Blowing Smoke - Michael Wolraich [35]
Bryan Fischer of the American Family Association even used the gay Nazi theory to protest a proposal to repeal the military’s “Don’t Ask, Don’t Tell” policy, arguing that gay soldiers would be too mean. He explained:
Hitler recruited around him homosexuals to make up his Stormtroopers, they were his enforcers, they were his thugs. And Hitler discovered that he could not get straight soldiers to be savage and brutal and vicious enough to carry out his orders, but that homosexual solders [sic] basically had no limits and the savagery and brutality they were willing to inflict on whomever Hitler sent them after. So he surrounded himself, virtually all of the Stormtroopers, the Brownshirts, were male homosexuals.47
Thought Crimes
But what, exactly, you may be wondering, are the mean homosexuals doing to the Christians? With all the talk of “harassment” and “violence” and “discrimination” and “oppression,” you’d think that legions of demonic jackbooted gay thugs in leather chaps were rounding the poor Christians into concentration camps and peeing on them. Fortunately, the Christians have so far been allowed to roam free, but they are at dire risk from hate crime. Not hate crimes. No one is beating up Christians yet. The Christians are at risk from hate crime legislation, specifically the Hate Crimes Prevention Act, also known as the Matthew Shepard Act.
On October 7, 1998, two young men, Aaron McKinney and Russell Henderson, of Laramie, Wyoming, lured a third young man, Matthew Shepard, into their truck by posing as homosexuals. They robbed him of $30, smashed his face and skull with a huge .357 Magnum, and left him tied to a split-rail fence in the frigid Wyoming countryside. The bicyclist who found Shepard unconscious 18 hours later at first mistook him for a scarecrow. Shepard died five days later from severe brainstem damage without ever regaining consciousness.48 Members of the Westboro Baptist Church of Topeka, Kansas, traveled to Casper, Wyoming, to picket Shepard’s funeral.

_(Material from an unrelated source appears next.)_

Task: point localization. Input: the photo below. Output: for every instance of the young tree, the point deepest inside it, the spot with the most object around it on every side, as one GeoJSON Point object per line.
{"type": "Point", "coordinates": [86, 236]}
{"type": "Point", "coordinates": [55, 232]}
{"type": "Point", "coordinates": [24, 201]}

They carried signs that read “Fag Matt in Hell” and “No tears for queers.”49
At the murder trial, McKinney’s lawyers presented the “gay panic” defense, arguing that Shepard’s sexual advances drove their client to temporary insanity. A former bartender helpfully testified that he too had knocked Shepard unconscious after being propositioned by him. The judge rejected the defense, and McKinney received two life sentences.
After the trial, President Clinton urged Congress to extend federal hate crime legislation to homosexuals, women, and people with disabilities, but the measure failed. Democrats continued to push for the extension but did not succeed until they captured control of the legislature. The House finally passed the Matthew Shepard Act in 2007.
The religious right responded as if the government had started rounding up Christians and burning down the churches. James Dobson explained that the “true intent” of the Matthew Shepard Act was to “muzzle people of faith” and warned, “If you read the Bible a certain way with regard to morality—you may be guilty of committing a ‘thought crime.’”50 Pat Robertson agreed that “if anybody speaks out about homosexuality, says it’s a sin, says it’s wrong, says it’s against the Bible, that individual would be charged with a quote, hate crime.”51 Rep. Louie Gohmert (R-TX) clambered onto the “thought crime” band-wagon as well,52 but he couldn’t resist a rambling digression into a bestiality-necrophilia-pedophilia-fascism slippery-slope bonanza from the House floor, proclaiming:
You’d have to strike any laws against bestiality, if you’re oriented toward corpses, toward children, you know, there are all kinds of perversions, what most of us would call perversions. Some would say it sounds like fun, but most of us would say were perversions. . . . When you lose morality in a nation, you create economic instability leading to economic chaos.